Multiclassification training process

[migrated from https://github.com/dmlc/xgboost/issues/2313]

Hi all, I would like to ask about a more detailed explanation about the training process for multi class target variables (such as http://homes.cs.washington.edu/~tqchen/pdf/BoostedTree.pdf for binary).
if the target variable has 3 levels, I understand it trains 3 binary “one vs other” boosters in each iteration but I would like to understand both the interaction between these booster’s training both inside the same iteration and between iterations.
While in round X, once one of the 3 is trained, do these leaf scores get used for the other 2 (label training order would influence a lot) or no? Are the objective functions of those trees binary? (not mlogloss but logloss for this binary class only)? When next round begins, each booster receives scores from every single tree trained before or just the ones corresponding to its own class? (related to the obj function being binary or not)

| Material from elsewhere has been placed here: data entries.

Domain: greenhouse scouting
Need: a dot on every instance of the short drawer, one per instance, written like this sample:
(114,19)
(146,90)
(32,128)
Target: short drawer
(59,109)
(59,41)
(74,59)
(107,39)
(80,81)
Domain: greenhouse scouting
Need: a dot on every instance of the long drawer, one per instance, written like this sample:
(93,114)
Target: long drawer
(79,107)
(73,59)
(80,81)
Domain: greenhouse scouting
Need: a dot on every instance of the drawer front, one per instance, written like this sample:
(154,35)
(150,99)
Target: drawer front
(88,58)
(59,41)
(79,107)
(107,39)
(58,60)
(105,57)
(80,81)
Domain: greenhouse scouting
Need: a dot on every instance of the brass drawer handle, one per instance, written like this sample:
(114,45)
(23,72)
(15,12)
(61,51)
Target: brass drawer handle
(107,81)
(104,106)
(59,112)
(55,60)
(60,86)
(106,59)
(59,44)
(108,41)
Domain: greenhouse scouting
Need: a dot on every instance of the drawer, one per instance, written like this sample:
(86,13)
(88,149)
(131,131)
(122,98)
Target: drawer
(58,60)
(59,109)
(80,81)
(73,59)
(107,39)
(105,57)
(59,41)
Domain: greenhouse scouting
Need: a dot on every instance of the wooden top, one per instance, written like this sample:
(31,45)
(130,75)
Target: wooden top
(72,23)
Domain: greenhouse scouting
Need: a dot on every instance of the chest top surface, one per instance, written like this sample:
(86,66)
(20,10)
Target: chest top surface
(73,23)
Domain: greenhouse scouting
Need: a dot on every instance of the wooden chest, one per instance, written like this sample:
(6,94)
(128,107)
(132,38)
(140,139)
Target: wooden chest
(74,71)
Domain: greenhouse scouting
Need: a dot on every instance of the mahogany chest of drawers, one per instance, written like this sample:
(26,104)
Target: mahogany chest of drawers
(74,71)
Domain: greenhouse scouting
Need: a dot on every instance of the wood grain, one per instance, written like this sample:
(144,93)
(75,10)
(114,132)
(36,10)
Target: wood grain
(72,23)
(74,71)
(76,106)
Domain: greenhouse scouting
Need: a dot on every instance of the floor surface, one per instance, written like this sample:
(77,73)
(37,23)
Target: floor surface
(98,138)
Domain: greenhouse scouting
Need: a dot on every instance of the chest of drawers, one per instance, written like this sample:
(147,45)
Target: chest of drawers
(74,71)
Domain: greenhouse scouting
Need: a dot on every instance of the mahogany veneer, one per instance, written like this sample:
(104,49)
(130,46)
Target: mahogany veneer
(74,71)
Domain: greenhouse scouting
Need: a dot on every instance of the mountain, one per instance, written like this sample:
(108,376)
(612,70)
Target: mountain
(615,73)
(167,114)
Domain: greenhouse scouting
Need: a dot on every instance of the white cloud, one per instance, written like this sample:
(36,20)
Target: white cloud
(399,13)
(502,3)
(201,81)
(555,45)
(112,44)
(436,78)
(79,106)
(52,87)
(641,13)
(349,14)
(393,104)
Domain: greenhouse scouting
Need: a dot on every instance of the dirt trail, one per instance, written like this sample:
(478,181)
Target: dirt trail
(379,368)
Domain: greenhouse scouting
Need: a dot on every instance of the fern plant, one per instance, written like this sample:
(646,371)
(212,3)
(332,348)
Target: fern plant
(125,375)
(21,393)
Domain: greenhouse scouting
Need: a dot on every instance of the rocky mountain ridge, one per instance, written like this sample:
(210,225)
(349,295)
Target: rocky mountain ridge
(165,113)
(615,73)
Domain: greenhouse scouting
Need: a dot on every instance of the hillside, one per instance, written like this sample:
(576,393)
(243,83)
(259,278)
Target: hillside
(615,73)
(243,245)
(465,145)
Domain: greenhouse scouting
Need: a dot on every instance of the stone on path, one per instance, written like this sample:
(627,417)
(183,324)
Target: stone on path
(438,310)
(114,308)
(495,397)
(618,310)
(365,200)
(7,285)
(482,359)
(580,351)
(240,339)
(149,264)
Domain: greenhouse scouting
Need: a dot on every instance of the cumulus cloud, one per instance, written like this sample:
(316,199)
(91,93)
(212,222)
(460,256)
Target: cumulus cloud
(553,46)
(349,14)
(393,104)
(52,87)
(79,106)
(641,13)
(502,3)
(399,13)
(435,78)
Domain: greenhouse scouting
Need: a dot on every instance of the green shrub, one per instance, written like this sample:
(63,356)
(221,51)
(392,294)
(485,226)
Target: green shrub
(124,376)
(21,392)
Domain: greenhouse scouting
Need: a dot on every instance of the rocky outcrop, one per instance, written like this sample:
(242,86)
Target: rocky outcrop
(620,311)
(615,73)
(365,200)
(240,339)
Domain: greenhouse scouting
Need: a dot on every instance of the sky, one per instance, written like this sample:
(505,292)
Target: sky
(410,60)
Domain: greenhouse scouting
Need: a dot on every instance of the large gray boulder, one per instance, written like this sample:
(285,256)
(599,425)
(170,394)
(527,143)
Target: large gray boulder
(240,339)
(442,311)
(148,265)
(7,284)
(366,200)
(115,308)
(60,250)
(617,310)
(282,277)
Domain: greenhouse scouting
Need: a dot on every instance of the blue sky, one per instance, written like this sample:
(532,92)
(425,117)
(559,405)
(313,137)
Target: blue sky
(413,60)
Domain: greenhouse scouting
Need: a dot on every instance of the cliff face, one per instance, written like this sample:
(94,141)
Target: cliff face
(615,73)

I couldn’t find any detailed documentation around so if any is available please share.

Thanks a lot in advance.

Best.

The multiclass training tries to optimize a single objective function, that is the cross entropy loss of the softmax prediction. And the leaf score strictly follows the gradient boosting rule of first and second order gradient wrt to the loss function

I still don’t understand. What is the relationship of trees inside the same iteration and between iterations? (Here, one iteration means generate k trees for k classification problem based on one-vs-rest strategy). When next round begins, each booster receives scores from every single tree trained before or just the ones corresponding to its own class?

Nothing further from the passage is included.